Bangladesh rescues 23 Rohingya girls from traffickers

Published May 12, 2019
The girls were promised jobs in Malaysia and brought from refugee camps in Cox's Bazar. — AFP/File
The girls were promised jobs in Malaysia and brought from refugee camps in Cox's Bazar. — AFP/File

Twenty-three teenage Rohingya girls were rescued after being brought from refugee camps to the capital Dhaka to be sent to Malaysia by air, Bangladesh police said on Sunday.

Dhaka police also arrested four human traffickers including a Rohingya couple and recovered over 50 Bangladeshi passports from them on Saturday.

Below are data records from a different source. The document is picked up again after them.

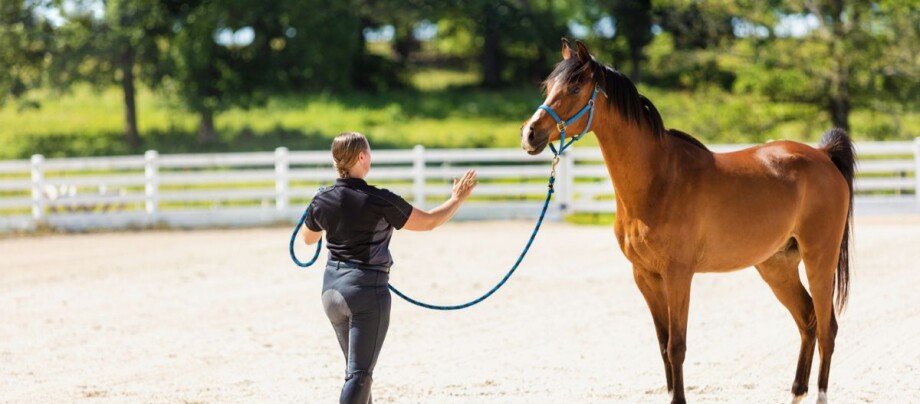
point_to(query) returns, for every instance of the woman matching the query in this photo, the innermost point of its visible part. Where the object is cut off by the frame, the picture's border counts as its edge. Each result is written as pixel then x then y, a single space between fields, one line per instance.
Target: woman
pixel 358 220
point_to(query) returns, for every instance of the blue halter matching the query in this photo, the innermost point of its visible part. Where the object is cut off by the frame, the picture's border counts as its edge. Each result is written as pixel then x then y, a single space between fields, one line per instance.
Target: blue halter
pixel 561 125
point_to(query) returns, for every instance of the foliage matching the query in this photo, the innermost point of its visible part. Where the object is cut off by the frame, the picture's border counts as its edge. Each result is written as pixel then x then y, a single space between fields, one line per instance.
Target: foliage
pixel 86 122
pixel 25 42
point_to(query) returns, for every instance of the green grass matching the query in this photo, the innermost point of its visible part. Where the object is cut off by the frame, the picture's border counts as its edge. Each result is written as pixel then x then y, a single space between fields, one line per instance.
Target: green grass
pixel 443 110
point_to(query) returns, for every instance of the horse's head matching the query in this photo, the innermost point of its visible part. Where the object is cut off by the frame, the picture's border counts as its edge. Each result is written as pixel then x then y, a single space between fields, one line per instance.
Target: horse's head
pixel 568 89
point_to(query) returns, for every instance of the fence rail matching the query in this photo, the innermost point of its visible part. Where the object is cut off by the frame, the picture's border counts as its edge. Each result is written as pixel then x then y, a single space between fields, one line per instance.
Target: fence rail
pixel 263 187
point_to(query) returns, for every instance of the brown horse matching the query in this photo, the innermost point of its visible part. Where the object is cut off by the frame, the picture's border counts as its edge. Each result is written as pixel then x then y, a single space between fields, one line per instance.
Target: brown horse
pixel 682 209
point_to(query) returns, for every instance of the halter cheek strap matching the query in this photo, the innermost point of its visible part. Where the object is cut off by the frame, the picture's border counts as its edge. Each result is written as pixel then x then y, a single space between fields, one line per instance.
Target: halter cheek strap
pixel 561 124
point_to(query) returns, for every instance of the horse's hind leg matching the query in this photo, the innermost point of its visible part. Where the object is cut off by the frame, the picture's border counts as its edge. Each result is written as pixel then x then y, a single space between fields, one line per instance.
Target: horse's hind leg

Police spokesman Mokhlesur Rahman said they raided a residence in the northern part of the city and found the teenagers hiding in a room behind a tailoring shop.

“They were promised jobs in Malaysia and brought from refugee camps in Cox's Bazar,” he told AFP, referring to the Rohingya settlements in Bangladesh's southeastern coastal district.

The girls — aged between 15 and 19 — could have been potential victims of forced prostitution, the official said.

“We have filed cases against the four arrested persons and sent the girls back to their camps in Cox's Bazar,” Rahman said.

Abul Khair, local police chief of Ukhiya, where Kutupalong, the largest refugee camp in the world, is situated, said he received the girls and would send them to their homes in the camps.

Some 740,000 Rohingya Muslims fled a brutal military clampdown in Myanmar in August 2017 and arrived in Bangladesh to join another 300,000 already living in the refugee camps.

Desperate for a better life and an economic future, the refugees, including in particular teenage girls, easily fall prey to human traffickers roaming in the overcrowded camps.

Thousands of the refugees have risked their lives travelling to Malaysia and Thailand — mainly by boat — when the Bay of Bengal is calm before monsoon season sets in at the end of May.

Bangladeshi authorities have stopped over 300 Rohingya this year alone from attempting such perilous boat journeys on rickety fishing boats.

Many have also attempted to fly to Malaysia and Middle Eastern countries by procuring Bangladeshi passports and travel documents.

Jishu Barua, an aid worker specialised in human trafficking prevention, said he dealt with 100 cases of human trafficking in the camps in the last six weeks.

“But this figure represents only a small portion of what is actually going on,” he told AFP.